On her return to Ireland, Comerford settled in Wexford, where she ran a poultry farm, which provided her with enough money to eke out a very meagre living. With few opportunities to travel to Dublin, she became isolated from her political associates there. She managed to attend the 1926 Sinn Féin ard fheis, representing Leinster, and for the first time found herself on the executive. In that year she received a nine-month jail sentence for her attempt to influence juries in republican trials. In 1935 she began her long association with the Irish Press, and her editorship of the ‘Woman’s Page’; in the years that followed she paid off the extensive debts she had accumulated while farming in Wexford. Although she wrote for the IRA’s journal War News during the 1930s, she is said to have disagreed with much of the content. She severed her formal links with the republican movement in 1941 in response to the controversy surrounding the IRA court martial of Stephen Hayes, as she had maintained his innocence. In subsequent years she remained politically active through her involvement with the Anti-Partition League and the Mansion House committee.
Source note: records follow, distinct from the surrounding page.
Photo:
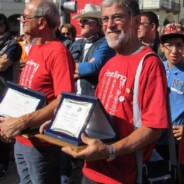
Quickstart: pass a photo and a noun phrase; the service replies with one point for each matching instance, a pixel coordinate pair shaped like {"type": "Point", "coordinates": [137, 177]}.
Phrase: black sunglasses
{"type": "Point", "coordinates": [67, 33]}
{"type": "Point", "coordinates": [86, 21]}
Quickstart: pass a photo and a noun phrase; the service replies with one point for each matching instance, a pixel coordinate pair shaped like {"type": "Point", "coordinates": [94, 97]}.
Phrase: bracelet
{"type": "Point", "coordinates": [112, 153]}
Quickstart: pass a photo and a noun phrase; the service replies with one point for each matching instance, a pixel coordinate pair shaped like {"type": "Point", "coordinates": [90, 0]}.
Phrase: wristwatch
{"type": "Point", "coordinates": [112, 153]}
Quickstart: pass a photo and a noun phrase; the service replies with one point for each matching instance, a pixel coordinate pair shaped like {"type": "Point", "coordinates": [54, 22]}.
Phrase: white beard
{"type": "Point", "coordinates": [117, 42]}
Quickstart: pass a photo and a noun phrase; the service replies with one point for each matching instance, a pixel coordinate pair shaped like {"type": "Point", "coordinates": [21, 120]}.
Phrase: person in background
{"type": "Point", "coordinates": [49, 69]}
{"type": "Point", "coordinates": [181, 159]}
{"type": "Point", "coordinates": [148, 30]}
{"type": "Point", "coordinates": [91, 52]}
{"type": "Point", "coordinates": [69, 31]}
{"type": "Point", "coordinates": [172, 44]}
{"type": "Point", "coordinates": [115, 163]}
{"type": "Point", "coordinates": [10, 53]}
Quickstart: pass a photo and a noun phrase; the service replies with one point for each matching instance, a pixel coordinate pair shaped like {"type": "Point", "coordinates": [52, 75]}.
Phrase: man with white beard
{"type": "Point", "coordinates": [115, 163]}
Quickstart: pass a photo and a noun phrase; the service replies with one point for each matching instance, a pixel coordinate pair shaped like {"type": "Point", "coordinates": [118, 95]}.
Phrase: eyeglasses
{"type": "Point", "coordinates": [170, 47]}
{"type": "Point", "coordinates": [144, 23]}
{"type": "Point", "coordinates": [27, 17]}
{"type": "Point", "coordinates": [86, 21]}
{"type": "Point", "coordinates": [66, 34]}
{"type": "Point", "coordinates": [117, 18]}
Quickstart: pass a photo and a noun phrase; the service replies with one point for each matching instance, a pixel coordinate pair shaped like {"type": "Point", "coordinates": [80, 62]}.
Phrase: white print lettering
{"type": "Point", "coordinates": [112, 86]}
{"type": "Point", "coordinates": [177, 86]}
{"type": "Point", "coordinates": [28, 73]}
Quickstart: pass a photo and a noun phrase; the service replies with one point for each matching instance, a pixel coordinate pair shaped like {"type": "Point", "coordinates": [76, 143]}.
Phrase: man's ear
{"type": "Point", "coordinates": [137, 21]}
{"type": "Point", "coordinates": [42, 22]}
{"type": "Point", "coordinates": [162, 47]}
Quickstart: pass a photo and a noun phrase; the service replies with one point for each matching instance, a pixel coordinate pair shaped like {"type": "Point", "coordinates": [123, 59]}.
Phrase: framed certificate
{"type": "Point", "coordinates": [18, 100]}
{"type": "Point", "coordinates": [76, 114]}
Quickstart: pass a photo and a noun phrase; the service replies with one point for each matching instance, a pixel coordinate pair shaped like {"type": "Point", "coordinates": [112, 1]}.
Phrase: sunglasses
{"type": "Point", "coordinates": [27, 17]}
{"type": "Point", "coordinates": [86, 21]}
{"type": "Point", "coordinates": [66, 34]}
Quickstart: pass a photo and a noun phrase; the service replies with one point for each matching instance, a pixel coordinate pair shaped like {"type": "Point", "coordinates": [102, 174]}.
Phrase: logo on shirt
{"type": "Point", "coordinates": [177, 86]}
{"type": "Point", "coordinates": [111, 89]}
{"type": "Point", "coordinates": [28, 73]}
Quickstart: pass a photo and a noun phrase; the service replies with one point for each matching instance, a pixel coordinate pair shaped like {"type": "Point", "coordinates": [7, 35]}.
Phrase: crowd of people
{"type": "Point", "coordinates": [49, 59]}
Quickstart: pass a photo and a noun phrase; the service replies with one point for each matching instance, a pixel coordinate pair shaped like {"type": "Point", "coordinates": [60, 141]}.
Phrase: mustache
{"type": "Point", "coordinates": [113, 31]}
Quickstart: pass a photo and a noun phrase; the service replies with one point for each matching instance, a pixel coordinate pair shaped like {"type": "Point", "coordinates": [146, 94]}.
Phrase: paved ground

She retired as a full-time journalist in 1964 to concentrate on compiling information on the republican movement, and in 1969 published The first dáil. She was again before the courts in 1976 for her attendance at a banned Sinn Féin rally in Dublin. Convicted and fined £10, she offered to serve a prison sentence. She died 15 December 1982 at her home in Sandyford, Dublin, and was buried beside her friend Dom John Francis Sweetman at Mount St Benedict, near Gorey, Co. Wexford. Her unpublished memoirs and other papers are held in UCD archives.